I participated in a cycling event here in Saiki. I rode the short course- 26 km along the coastline of Saiki. It was a beautiful day and the riders were rewarded with a huge kaisen donburi (fresh sashimi rice bowl) at the end. Lots of fun and great exercise. I also hiked a local mountain here Ryuuozan (Dragon King Mountain) 317 meters. The view from the top was great- I hadn’t seen Saiki from the south before- really beautiful. The trail was well-maintained which is unusual for these local mountains, but I had to use my walking poles as spider web whackers. There are several mountains in Kysuhu with this same name and in Saiki there are two-although the kanji is different. I found a couple websites (here and here) that introduce hikes in Oita and it’s been fun exploring. Oooooh, another translation project.
I’ve also become involved with some local activism against dredging up industrial waste from a pulp plant that closed 40 years ago. There are plans to fill in a bay off Onyujima with the sludge and then dump waste from construction projects there, too. This plan was approved 15 years ao, but was stopped by opposition of the local residents, but there are plans to start up again. I’ll write more about that as I learn more.
Also, the Japanese government has come up with a plan to distribute rubble from the disaster areas all over Japan including rubble that has low-level radiation. Several regional governments are refusing to accept the rubble, but many people think that the burden of the waste should be shared by everyone in Japan,not just Fukushima.

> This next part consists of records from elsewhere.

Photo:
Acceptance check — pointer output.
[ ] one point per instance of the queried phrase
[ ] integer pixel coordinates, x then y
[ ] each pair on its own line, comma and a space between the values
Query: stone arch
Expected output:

I don’t know why they don’t just dump everything in the 30 km exclusion zone- as noone will be able to return there for at least another generation… It seems that the money spent transporting the waste could be better used to support the evacuees and their resettlement.
Closer to home: In our neighborhood there are about 20 homes. Most of the families have lived here for several generations. There are only two families with children and most of the people are over 60. Four times a year women from the neighborhood gather to pray for safety, good health, good harvests and to avoid natural disasters. A Shinto priest comes and performs a ritual and then everyone shares lunch together. The responsibility for hosting rotates throughout the neighborhood and in September it was our turn. I had never attended one , so I really had no idea what to do and Ba-chan was no help. So I asked several people and never got an entire explanation from anyone. After asking 5 or 6 neighbors, I was able to piece together what I needed to gather to set up an altar for the Shinto priest- one bottle of sake, one sho of rice, two sea bream, 3 types of seasonal vegetables, another small dish of rice, and 7000 yen…I also had to serve lunch to everyone, but luckily the local custom is to order boxed lunches. Until a few years ago, this gathering (Murabito) was an opportunity to show-off your cooking and everyone tried to outdo each other. So I ordered lunches, made pumpkin muffins and had lots of fresh fruit. A few neighbors showed up an hour early and helped me get it all set up. It went well and everyone left satisfied, Whew! Ba-chan enjoyed having everyone there, but she didn’t really participate in the conversation. It was interesting to hear the local gossip about people who aren’t even alive anymore, I heard stories about Jiro’s grandmother-she was really fashionable and a little arrogant. The neighborhood has decided to end this tradition once the current rotation ends- another tradition that is dying out.
Enjoying the fall, can’t wait for the leaves to turn red and yellow and orange.